Datangi Komnas HAM, JURKANI Minta Usut Kasus Advokat Dibunuh di Kalsel

Rakha Arlyanto Darmawan - detikNews
Rabu, 24 Nov 2021 14:57 WIB
Jakarta -

Jurkani, seorang pria yang berprofesi sebagai pengacara di Kalimantan Selatan, tewas mengenaskan akibat dibacok. Kasus tersebut kini diadukan ke Komnas HAM oleh tim advokasi yang memiliki nama serupa dengan Jurkani, yakni Perjuangan Rakyat Kalimantan Selatan Melawan Oligarki (JURKANI).

JURKANI menyambangi kantor Komnas HAM untuk meminta agar kasus pembunuhan terhadap Jurkani didalami lebih lanjut.

Pasalnya, JURKANI merasa tidak puas terhadap proses hukum yang hingga saat ini masih berjalan di Polres Tanah Bumbu. JURKANI menilai penetapan dua orang tersangka dalam kasus tewasnya Jurkani sama sekali tidak masuk akal.

"Pembunuhan atau penyerangan kepada Jurkani inilah yang disampaikan murni dengan keterangan pelaku adalah karena salah paham, karena kedua orang tersangka ini dalam kondisi mabuk, di bawah minuman keras. Ada perselisihan paham atau tersinggung, inilah yang kita ingin buktikan bahwa itu sama sekali dalil yang tidak logis dan tidak benar," ujar anggota tim advokasi JURKANI, Muhamad Raziv Barokah, kepada wartawan di Komnas HAM, Rabu (24/11/2021).

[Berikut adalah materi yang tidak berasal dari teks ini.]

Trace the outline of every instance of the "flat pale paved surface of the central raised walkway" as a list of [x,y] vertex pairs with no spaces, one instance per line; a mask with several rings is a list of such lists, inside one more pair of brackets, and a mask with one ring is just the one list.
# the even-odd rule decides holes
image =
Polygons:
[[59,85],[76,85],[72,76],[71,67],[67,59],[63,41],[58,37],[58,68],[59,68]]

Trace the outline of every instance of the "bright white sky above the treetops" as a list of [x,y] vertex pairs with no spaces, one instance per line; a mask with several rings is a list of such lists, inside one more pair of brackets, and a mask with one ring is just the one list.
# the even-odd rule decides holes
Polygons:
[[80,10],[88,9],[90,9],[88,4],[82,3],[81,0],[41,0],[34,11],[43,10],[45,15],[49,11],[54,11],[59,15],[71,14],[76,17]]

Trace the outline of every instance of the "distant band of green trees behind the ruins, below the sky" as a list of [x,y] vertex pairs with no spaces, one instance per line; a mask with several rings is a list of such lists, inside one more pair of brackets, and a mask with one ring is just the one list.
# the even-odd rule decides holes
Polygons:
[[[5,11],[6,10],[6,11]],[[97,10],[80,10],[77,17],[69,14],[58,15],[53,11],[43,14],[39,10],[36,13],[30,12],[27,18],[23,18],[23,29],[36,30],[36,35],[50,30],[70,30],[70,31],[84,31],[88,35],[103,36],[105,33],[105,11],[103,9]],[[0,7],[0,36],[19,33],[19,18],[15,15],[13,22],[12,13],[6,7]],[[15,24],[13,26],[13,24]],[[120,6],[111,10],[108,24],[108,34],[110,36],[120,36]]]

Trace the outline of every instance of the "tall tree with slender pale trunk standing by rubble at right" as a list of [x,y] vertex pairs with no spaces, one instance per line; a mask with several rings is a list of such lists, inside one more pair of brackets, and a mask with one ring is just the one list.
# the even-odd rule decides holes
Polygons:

Raziv memaparkan Jurkani kala itu tengah bekerja sebagai pengacara untuk sebuah perusahaan tambang di wilayah Tanah Bumbu, Kalimantan Selatan. Jurkani diminta menyelesaikan kasus maraknya penambangan ilegal di wilayah perusahaan tersebut.

Jurkani sempat berdialog dengan para penambang ilegal tersebut. Namun tak berujung mulus.

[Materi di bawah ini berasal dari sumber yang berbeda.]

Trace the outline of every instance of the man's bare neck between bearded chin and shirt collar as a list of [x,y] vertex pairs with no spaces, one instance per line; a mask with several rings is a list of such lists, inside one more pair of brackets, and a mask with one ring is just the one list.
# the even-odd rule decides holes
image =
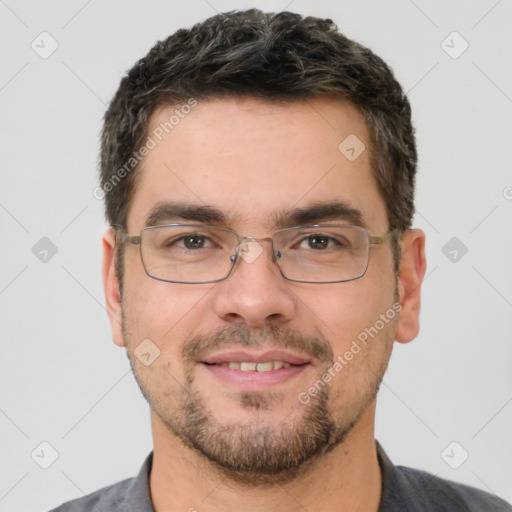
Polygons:
[[155,512],[265,511],[377,512],[381,474],[373,425],[375,402],[343,442],[309,472],[273,487],[247,487],[221,475],[170,433],[152,411],[151,499]]

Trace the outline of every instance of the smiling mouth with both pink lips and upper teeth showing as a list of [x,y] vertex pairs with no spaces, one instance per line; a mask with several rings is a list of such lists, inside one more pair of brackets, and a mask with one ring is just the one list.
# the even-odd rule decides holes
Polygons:
[[257,391],[283,384],[313,364],[304,356],[282,350],[260,353],[241,350],[206,357],[200,367],[238,390]]

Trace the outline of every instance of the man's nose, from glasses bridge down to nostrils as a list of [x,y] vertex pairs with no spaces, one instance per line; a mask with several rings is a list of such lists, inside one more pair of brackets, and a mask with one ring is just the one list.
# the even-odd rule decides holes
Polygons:
[[296,312],[296,298],[266,243],[246,239],[229,277],[215,287],[214,310],[225,322],[252,328],[286,323]]

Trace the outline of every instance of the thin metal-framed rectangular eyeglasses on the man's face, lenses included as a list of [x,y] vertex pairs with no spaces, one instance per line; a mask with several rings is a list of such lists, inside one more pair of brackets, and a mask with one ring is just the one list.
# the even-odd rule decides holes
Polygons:
[[272,259],[285,279],[302,283],[341,283],[361,278],[370,245],[382,244],[396,230],[373,236],[365,228],[332,224],[280,229],[272,238],[241,237],[234,231],[200,224],[144,228],[139,236],[120,233],[120,241],[139,245],[146,274],[170,283],[215,283],[226,279],[244,259],[272,244]]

Akhirnya Jurkani melaporkan aktivitas penambangan ilegal itu ke Polda Kalimantan Selatan, bahkan hingga ke Mabes Polri.

Aparat kepolisian pun sempat memasang garis polisi di sekitar lokasi tambang ilegal tersebut. Namun, tak lama berselang, garis polisi tersebut dirusak oleh para penambang ilegal.

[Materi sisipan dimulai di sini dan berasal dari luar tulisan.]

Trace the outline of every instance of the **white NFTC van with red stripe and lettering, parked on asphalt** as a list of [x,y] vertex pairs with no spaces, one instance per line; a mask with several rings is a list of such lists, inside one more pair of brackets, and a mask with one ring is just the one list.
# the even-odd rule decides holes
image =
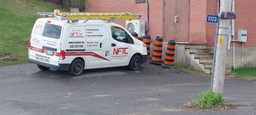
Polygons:
[[146,45],[121,25],[87,20],[71,22],[39,18],[30,37],[28,62],[41,70],[68,71],[128,66],[132,71],[146,62]]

"Mabes Polri sempat turun, sempat pasang police line wilayah yang memang dimasukin penambang ilegal. Tapi, seketika Mabes Polri ini pulang, police line ini dirusak," kata Raziv.

Atas kejadian itu, Jurkani pun datang dan melihat langsung lokasi tambang itu sudah dipenuhi dengan alat berat milik para penambang ilegal. Dirinya sempat berdialog dengan para penambang ilegal itu.

"Jurkani membawa tim pengaman disewa dari perusahaan sekuriti hingga menuju di perjalanan lokasi itu dia melihat banyak alat barat milik penambang ilegal dan di situlah terjadi diskusi," terang Raziv.

Dialog itu ternyata berjalan alot. Para penambang tetap menolak pindah. Jurkani pun berangkat melapor ke Polres Tanah Bumbu.

"Intinya, Jurkani ingin melapor ke Polres Tanah Bumbu bahwa ada alat berat yang masuk ke wilayah itu," tutur Raziv.